Merriam Webster offers an entry for bess-bug: “any of various gregarious flattened dark-colored beetles constituting a family (Passalidae) and living in decaying wood.” Bessybug is given as an alternative name.
Thankfully (up until now anyway) I’ve never seen a bedbug, but I’ve read that they hide during the day and only come out to torment sleeping people. I wonder why a creature that spends most of its time unnoticed would become the epitome of craziness, which is usually depicted as extreme agitation.
My musings on the bedbug idiom brought to mind two others that have given me difficulty in the past.
full of beans
To me, the expression “to be full of beans” means to be full of energy and ready to go. The idiom makes sense to me because I’ve read that horses used to be fed beans as well as hay and that people thought that bean-fed horses were livelier than those that lacked beans in their diet.

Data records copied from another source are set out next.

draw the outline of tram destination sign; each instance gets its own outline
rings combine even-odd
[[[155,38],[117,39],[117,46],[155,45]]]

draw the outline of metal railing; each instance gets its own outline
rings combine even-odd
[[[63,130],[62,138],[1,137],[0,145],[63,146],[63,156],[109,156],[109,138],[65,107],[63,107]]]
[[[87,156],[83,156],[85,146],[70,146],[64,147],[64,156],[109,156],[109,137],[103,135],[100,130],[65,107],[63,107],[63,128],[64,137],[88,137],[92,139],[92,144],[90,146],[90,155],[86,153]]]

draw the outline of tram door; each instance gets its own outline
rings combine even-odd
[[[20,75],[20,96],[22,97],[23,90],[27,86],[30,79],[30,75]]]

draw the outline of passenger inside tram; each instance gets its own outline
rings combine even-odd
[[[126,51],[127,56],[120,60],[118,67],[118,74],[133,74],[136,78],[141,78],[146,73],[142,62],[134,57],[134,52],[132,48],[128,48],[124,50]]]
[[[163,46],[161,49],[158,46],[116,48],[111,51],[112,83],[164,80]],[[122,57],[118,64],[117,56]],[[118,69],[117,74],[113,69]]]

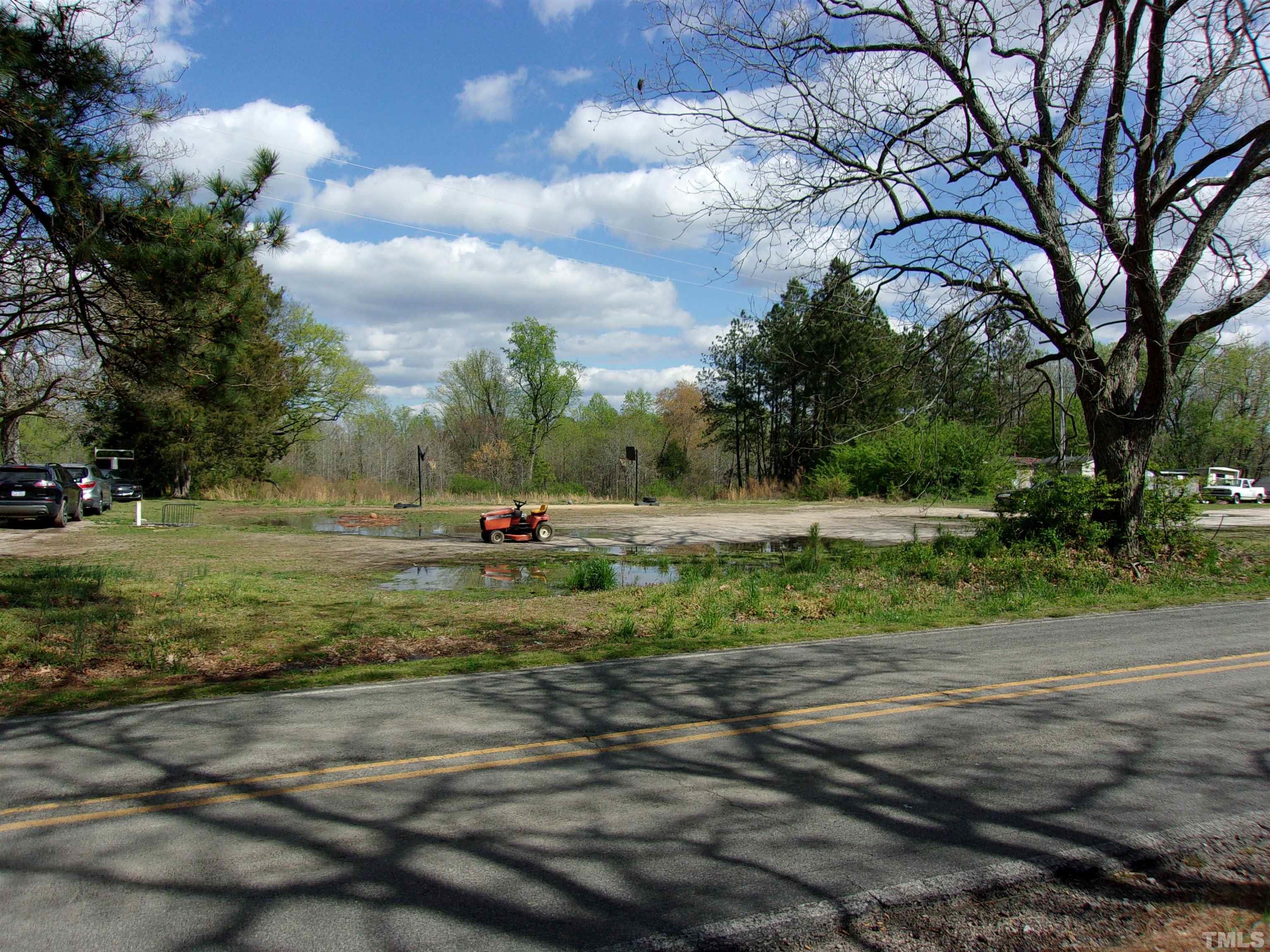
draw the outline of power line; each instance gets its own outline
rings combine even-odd
[[[486,239],[483,239],[483,237],[480,237],[478,235],[460,235],[460,234],[453,232],[453,231],[439,231],[438,228],[425,228],[422,225],[410,225],[408,222],[391,221],[389,218],[377,218],[377,217],[375,217],[372,215],[358,215],[357,212],[345,212],[345,211],[339,209],[339,208],[323,208],[321,206],[307,204],[306,202],[296,202],[296,201],[293,201],[291,198],[282,198],[281,195],[269,195],[269,194],[262,193],[260,198],[267,198],[271,202],[281,202],[282,204],[290,204],[290,206],[292,206],[295,208],[311,208],[312,211],[326,212],[328,215],[343,215],[343,216],[347,216],[349,218],[358,218],[361,221],[370,221],[370,222],[375,222],[377,225],[391,225],[395,228],[413,228],[414,231],[423,231],[423,232],[425,232],[428,235],[439,235],[442,237],[448,237],[448,239],[470,239],[472,241],[479,241],[480,244],[485,245],[486,248],[490,248],[493,250],[498,250],[498,245],[495,245],[493,241],[488,241]],[[638,270],[634,270],[631,268],[622,268],[622,267],[616,265],[616,264],[601,264],[599,261],[588,261],[588,260],[585,260],[583,258],[569,258],[568,255],[559,255],[559,254],[555,254],[554,251],[544,251],[544,254],[549,254],[549,255],[551,255],[552,258],[555,258],[556,260],[560,260],[560,261],[572,261],[574,264],[585,264],[585,265],[589,265],[592,268],[610,268],[611,270],[622,272],[624,274],[634,274],[638,278],[652,278],[654,281],[668,281],[668,282],[672,282],[674,284],[687,284],[688,287],[705,288],[706,291],[723,291],[723,292],[729,293],[729,294],[739,294],[742,297],[748,297],[748,298],[753,298],[754,297],[752,293],[749,293],[747,291],[733,291],[732,288],[719,287],[718,284],[706,284],[706,283],[697,282],[697,281],[685,281],[683,278],[672,278],[668,274],[652,274],[649,272],[638,272]]]
[[[216,161],[221,161],[221,162],[237,162],[239,165],[251,165],[251,162],[249,162],[249,161],[246,161],[244,159],[234,159],[232,156],[227,156],[227,155],[213,155],[212,152],[203,152],[203,151],[199,151],[199,150],[196,150],[196,152],[198,155],[202,155],[206,159],[215,159]],[[359,168],[364,168],[364,166],[359,166]],[[325,179],[315,179],[311,175],[301,175],[300,173],[296,173],[296,171],[279,171],[277,174],[278,175],[287,175],[287,176],[293,178],[293,179],[302,179],[305,182],[312,182],[312,183],[315,183],[318,185],[325,185],[326,184]],[[489,201],[498,202],[498,201],[502,201],[502,199],[490,198]],[[519,204],[519,203],[518,202],[509,202],[509,204]],[[533,206],[523,206],[523,207],[532,208]],[[337,209],[329,209],[329,211],[338,213]],[[612,244],[610,241],[596,241],[594,239],[585,239],[585,237],[582,237],[580,235],[569,235],[569,234],[560,232],[560,231],[551,231],[550,228],[540,228],[540,227],[536,227],[533,225],[525,225],[523,228],[526,231],[536,231],[540,235],[550,235],[551,237],[563,239],[565,241],[582,241],[583,244],[594,245],[596,248],[605,248],[605,249],[608,249],[611,251],[621,251],[624,254],[643,255],[644,258],[653,258],[653,259],[655,259],[658,261],[668,261],[671,264],[682,264],[686,268],[698,268],[701,270],[709,270],[709,272],[714,272],[715,274],[719,274],[719,269],[718,268],[712,268],[709,264],[698,264],[696,261],[687,261],[687,260],[683,260],[682,258],[671,258],[668,255],[659,255],[659,254],[657,254],[654,251],[641,251],[638,248],[627,248],[625,245],[615,245],[615,244]],[[438,234],[444,234],[444,232],[438,232]],[[779,282],[771,281],[770,278],[752,277],[752,281],[757,281],[757,282],[762,282],[762,283],[766,283],[766,284],[771,284],[772,287],[779,287],[780,286]]]
[[[216,133],[220,133],[222,136],[229,136],[231,138],[240,138],[244,142],[254,142],[255,145],[267,146],[268,149],[276,149],[278,151],[295,152],[296,155],[306,155],[306,156],[310,156],[311,159],[319,159],[321,161],[335,162],[337,165],[344,165],[344,166],[348,166],[351,169],[363,169],[366,171],[372,171],[372,173],[376,173],[376,171],[377,173],[385,173],[385,171],[387,171],[387,169],[384,169],[384,168],[377,168],[377,166],[373,166],[373,165],[362,165],[361,162],[354,162],[354,161],[351,161],[348,159],[335,159],[333,156],[323,155],[320,152],[310,152],[310,151],[307,151],[305,149],[296,149],[293,146],[277,146],[277,145],[273,145],[272,142],[265,142],[264,140],[260,140],[260,138],[254,138],[251,136],[244,136],[244,135],[240,135],[237,132],[230,132],[229,129],[217,129],[217,128],[212,128],[212,127],[208,127],[208,126],[199,126],[197,123],[188,123],[188,124],[189,124],[190,128],[201,129],[203,132],[216,132]],[[210,157],[216,157],[216,156],[210,156]],[[241,159],[229,159],[227,161],[241,162],[244,165],[249,164],[249,162],[244,162]],[[309,182],[315,182],[318,184],[325,184],[324,179],[314,179],[314,178],[310,178],[309,175],[300,175],[297,173],[282,173],[282,174],[283,175],[293,175],[295,178],[301,178],[301,179],[309,179]],[[538,204],[530,204],[528,202],[517,202],[513,198],[502,198],[502,197],[497,197],[497,195],[488,195],[488,194],[484,194],[484,193],[480,193],[480,192],[472,192],[470,189],[462,189],[462,188],[456,188],[453,185],[446,185],[446,184],[442,184],[441,182],[438,182],[436,178],[433,178],[432,183],[429,183],[429,184],[431,184],[432,188],[438,188],[438,189],[442,189],[444,192],[453,192],[455,194],[460,194],[460,195],[467,195],[469,198],[480,198],[480,199],[486,201],[486,202],[509,204],[509,206],[514,206],[517,208],[527,208],[527,209],[535,211],[535,212],[544,211],[542,206],[538,206]],[[610,225],[608,222],[598,221],[598,220],[594,220],[594,218],[587,221],[585,225],[588,227],[606,228],[608,231],[621,231],[621,232],[625,232],[627,235],[636,235],[639,237],[652,239],[653,241],[671,242],[671,244],[682,244],[681,239],[665,237],[663,235],[654,235],[654,234],[648,232],[648,231],[640,231],[638,228],[627,228],[627,227],[624,227],[621,225]],[[526,226],[526,228],[530,230],[530,231],[538,231],[538,232],[542,232],[542,234],[546,234],[546,235],[552,235],[554,237],[566,239],[566,240],[572,240],[572,241],[587,241],[588,244],[599,245],[601,248],[612,248],[612,249],[618,250],[618,251],[632,251],[634,254],[641,254],[641,255],[650,256],[650,258],[662,258],[663,260],[674,261],[677,264],[683,264],[683,265],[687,265],[690,268],[710,269],[710,270],[714,270],[718,274],[718,269],[711,269],[710,265],[696,264],[693,261],[683,261],[683,260],[674,259],[674,258],[664,258],[663,255],[655,255],[655,254],[652,254],[652,253],[646,253],[646,251],[638,251],[635,249],[622,248],[620,245],[610,245],[610,244],[606,244],[603,241],[593,241],[591,239],[583,239],[583,237],[579,237],[577,235],[563,235],[563,234],[559,234],[559,232],[549,231],[546,228],[536,228],[536,227],[532,227],[532,226]],[[763,282],[763,283],[767,283],[767,284],[772,284],[773,287],[779,287],[780,286],[780,282],[775,282],[775,281],[771,281],[768,278],[757,278],[757,277],[754,277],[753,281],[759,281],[759,282]]]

My surprise came when I heard someone react to something someone else said by exclaiming, “That is not true. He’s full of beans!” In researching that idiom, I discovered that some English speakers use “full of beans” to mean “misinformed” or “untruthful.”
I can only guess that the “full of energy” meaning came first and that the alternative one may have resulted from confusion with another bean-related idiom: “not know beans,” as in, “He doesn’t know beans about cybersecurity.”
The Grammatist site (US-based), acknowledges that“the phrase full of beans is sometimes used to mean ‘not truthful,’” but admonishes readers that “this is not the correct use of the idiom.”
Merriam-Webster places the “full of energy” definition first and the “untruthful” meaning second, labeled as United States usage.
to be out of pocket
I can’t remember where I first heard this idiom. It may have been in England, but it’s possible I first heard it in Rochester, New York. In the context, “to be out of pocket” meant to have used my own money to pay for something. The idiom can also mean “to be short of funds.” Here are examples of both meanings:
Use the company credit card so that you won’t be out of pocket.
I would pay for your ticket, but at the moment, I’m out of pocket.
Years later, at work in a newspaper office in Arkansas, I was confused when the boss announced one day that she would be “out of pocket for the rest of the afternoon.” I finally figured out that she meant she’d be away from the office and not available by telephone.
Merriam-Webster’s entry for “out of pocket” gives only the following definitions:
1. low on money or funds
2. having suffered a loss
3. from cash on hand
Grammarphobia, on the other hand, a US blog site, acknowledges the existence of the “unavailable” meaning and quotes the use of it in an O. Henry story published in 1908:
Just now she is out of pocket. And I shall find her as soon as I can.
For my part, I will stick with bessie bug for “crazy as a” and look for contextual clues when others talk about being “out of pocket” or “full of beans.”